Bab 16

91 19 6
                                        

"Mbak, tolong buatin caption buat postingan Ig organisasi, dong." Begitu isi pesan dari Iqbal yang muncul di notifikasi ponsel Kaia beberapa menit lalu.

Sudah biasa, mereka berdua sejatinya berada di departemen yang sama, Dakwah dan Komunikasi. Sesuai jobdesk sejak zaman entah kapan, departemen mereka kebagian mengelola akun medsos, membuat konten, dan memublikasikannya sebagai bahan branding organisasi. Jika Iqbal kebagian edit-edit gambar, Kaia mendapat tugas membuat caption yang selaras, sedang anak-anak lain membantu memikirkan konten selanjutnya. Ya, beberapa tetap ada yang hanya numpang nama, sih.

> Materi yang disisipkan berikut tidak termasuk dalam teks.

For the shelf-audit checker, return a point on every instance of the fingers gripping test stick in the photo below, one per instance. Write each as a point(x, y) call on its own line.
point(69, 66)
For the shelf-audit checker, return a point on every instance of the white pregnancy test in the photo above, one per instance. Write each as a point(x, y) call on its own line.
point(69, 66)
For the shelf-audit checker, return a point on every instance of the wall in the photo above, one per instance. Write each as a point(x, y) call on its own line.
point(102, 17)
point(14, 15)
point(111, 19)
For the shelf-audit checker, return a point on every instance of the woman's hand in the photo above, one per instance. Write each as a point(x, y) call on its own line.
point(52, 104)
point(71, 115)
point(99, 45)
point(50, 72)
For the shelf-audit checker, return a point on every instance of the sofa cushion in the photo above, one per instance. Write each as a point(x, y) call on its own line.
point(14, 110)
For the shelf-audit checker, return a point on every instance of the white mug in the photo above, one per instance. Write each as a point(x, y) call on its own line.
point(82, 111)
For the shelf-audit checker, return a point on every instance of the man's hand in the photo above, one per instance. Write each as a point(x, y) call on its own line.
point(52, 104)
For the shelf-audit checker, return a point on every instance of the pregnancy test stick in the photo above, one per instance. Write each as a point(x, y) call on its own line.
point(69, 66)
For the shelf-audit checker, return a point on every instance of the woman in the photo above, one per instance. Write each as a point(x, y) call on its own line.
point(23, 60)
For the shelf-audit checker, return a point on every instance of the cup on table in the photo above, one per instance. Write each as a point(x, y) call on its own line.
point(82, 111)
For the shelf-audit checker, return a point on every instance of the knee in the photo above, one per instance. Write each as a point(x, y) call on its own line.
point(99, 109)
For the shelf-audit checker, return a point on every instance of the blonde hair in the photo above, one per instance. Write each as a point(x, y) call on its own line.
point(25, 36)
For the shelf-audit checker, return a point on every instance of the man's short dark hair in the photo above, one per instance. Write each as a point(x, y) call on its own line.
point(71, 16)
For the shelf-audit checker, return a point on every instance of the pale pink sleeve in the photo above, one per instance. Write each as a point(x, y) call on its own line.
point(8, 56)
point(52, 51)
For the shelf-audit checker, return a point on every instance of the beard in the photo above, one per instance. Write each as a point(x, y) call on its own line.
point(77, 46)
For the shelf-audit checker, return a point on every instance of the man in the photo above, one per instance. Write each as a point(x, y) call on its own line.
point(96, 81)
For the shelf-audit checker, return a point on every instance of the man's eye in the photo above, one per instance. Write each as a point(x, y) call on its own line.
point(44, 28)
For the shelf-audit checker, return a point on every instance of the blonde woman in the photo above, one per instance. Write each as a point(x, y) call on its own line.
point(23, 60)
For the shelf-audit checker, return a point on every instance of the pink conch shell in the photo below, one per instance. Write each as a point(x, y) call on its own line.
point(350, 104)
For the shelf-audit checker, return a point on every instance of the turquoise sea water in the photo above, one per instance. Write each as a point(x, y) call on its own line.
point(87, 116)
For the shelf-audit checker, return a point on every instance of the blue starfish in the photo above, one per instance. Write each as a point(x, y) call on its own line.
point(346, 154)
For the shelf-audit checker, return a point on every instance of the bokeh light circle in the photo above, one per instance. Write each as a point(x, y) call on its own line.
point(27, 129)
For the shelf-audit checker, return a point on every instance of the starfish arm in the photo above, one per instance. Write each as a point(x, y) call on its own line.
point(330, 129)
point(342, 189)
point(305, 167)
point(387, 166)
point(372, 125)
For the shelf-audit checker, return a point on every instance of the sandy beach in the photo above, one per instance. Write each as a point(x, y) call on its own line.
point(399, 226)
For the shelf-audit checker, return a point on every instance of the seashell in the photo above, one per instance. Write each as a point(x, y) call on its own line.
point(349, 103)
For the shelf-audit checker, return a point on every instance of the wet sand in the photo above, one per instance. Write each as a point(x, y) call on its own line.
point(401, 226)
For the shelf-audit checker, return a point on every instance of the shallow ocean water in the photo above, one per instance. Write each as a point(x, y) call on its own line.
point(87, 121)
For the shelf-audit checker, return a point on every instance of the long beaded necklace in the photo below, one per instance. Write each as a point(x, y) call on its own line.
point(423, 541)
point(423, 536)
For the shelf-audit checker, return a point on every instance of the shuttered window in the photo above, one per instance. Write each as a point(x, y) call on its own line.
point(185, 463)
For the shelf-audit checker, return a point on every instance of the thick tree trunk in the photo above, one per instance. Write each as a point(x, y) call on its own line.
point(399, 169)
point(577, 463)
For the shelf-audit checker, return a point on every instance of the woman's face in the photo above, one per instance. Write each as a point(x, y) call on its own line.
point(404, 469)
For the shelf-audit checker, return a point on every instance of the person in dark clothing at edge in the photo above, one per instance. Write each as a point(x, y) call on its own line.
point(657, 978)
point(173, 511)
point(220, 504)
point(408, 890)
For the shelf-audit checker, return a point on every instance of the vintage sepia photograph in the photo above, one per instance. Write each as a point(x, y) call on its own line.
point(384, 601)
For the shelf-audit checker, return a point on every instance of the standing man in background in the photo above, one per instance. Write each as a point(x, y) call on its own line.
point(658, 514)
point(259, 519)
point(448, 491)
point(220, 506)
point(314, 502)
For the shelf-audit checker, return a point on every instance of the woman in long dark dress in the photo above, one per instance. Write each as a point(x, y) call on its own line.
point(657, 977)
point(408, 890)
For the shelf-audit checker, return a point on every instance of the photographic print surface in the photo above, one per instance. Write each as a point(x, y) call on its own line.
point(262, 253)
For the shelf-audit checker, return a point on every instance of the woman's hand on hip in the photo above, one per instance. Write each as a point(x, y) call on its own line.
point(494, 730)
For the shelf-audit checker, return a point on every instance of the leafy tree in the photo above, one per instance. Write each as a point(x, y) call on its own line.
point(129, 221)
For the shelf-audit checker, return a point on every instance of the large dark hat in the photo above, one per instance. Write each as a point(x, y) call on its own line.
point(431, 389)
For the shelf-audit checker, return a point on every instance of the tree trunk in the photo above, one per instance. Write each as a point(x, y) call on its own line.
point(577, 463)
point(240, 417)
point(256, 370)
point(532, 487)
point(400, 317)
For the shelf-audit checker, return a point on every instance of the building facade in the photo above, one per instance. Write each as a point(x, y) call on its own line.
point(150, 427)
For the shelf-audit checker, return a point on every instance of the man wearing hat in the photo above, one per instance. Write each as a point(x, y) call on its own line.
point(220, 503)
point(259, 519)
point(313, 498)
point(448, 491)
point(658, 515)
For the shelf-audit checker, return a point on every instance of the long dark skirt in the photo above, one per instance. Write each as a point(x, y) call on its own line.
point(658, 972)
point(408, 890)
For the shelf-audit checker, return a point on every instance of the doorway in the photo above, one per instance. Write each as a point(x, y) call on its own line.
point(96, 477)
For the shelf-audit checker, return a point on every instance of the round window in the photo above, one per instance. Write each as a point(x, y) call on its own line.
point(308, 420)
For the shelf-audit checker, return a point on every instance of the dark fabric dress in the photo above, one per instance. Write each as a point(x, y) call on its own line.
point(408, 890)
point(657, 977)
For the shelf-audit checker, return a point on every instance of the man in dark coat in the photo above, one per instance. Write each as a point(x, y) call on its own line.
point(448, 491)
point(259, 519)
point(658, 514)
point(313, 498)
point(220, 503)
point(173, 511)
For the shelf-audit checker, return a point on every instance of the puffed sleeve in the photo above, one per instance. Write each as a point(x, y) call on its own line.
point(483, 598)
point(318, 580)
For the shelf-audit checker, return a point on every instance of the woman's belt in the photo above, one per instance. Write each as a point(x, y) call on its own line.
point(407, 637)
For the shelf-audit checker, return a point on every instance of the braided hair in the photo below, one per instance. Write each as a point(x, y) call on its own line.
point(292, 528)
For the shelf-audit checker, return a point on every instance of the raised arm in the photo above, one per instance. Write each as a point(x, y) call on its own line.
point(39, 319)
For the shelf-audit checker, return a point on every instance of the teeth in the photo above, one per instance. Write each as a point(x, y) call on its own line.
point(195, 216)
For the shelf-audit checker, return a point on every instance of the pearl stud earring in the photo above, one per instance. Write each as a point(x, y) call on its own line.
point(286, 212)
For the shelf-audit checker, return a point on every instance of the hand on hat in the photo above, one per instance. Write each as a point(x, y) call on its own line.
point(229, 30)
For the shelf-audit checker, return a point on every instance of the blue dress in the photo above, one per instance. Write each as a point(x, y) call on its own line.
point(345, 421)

Cukup lima menit caption yang diminta Iqbal selesai Kaia pikirkan. Langsung ia mengirimnya pada lelaki itu. Basic menulis yang memang sudah Kaia kuasai sejak lama cukup membantu dalam hal ini. Ini pula yang membuat Kaia berpikir dua kali untuk mengiyakan tawaran Nadiya. Ia malas memikirkan konten, double. Lagipula, ia ini kan bukan anak medsos, hampir gaptek malah. Cara live Instagram saja tidak tahu, makanya urusan medsos ranting Kaia menyerahkannya ke Iqbal. Ia memilih pusing observe sana-sini untuk konten dan caption. Urusan posting-memposting, ia angkat tangan.

Satu lagi pesan datang ke WhatsApp-nya, kali ini dari Danar. Rumah mereka memang dekat, hanya butuh beberapa langkah untuk sampai ke rumah satu sama lain, tetapi tentu keduanya tak mau repot-repot membuang tenaga. Berkirim pesan atau telepon jika butuh sesuatu sudah pasti akan lebih mudah.

"Mbak, nanti malam free, nggak?" Begitu yang tertulis.

Sejenak Kaia menaikkan sebelah alis tinggi. Ia membatin, "Ada apa, nih? Perasaan nggak ada jadwal rapat atau semacamnya."

"Free, kenapa?" balas Kaia pada akhirnya.

"Ikut gue ya, nongkrong sama anak-anak. Mereka ngajak ngopi, suruh ngajak lo."

Sontak bola mata Kaia memutar. Sudah biasa. Tak peduli dengan alasan apa, Kaia memang sering diajak-ajak begitu oleh Danar. Bukan, lebih tepatnya, anak-anak yang dimaksud Danar yang meminta agar lelaki itu mengajak Kaia ikut serta. Paling juga Iqbal CS, plus Ugra sudah pasti.

"Bahas apa kali ini?" Sejujurnya, Kaia agak malas keluar, jadi setidaknya, ia bisa menjadikan jawaban Danar sebagai alasan ketidakikutan nantinya.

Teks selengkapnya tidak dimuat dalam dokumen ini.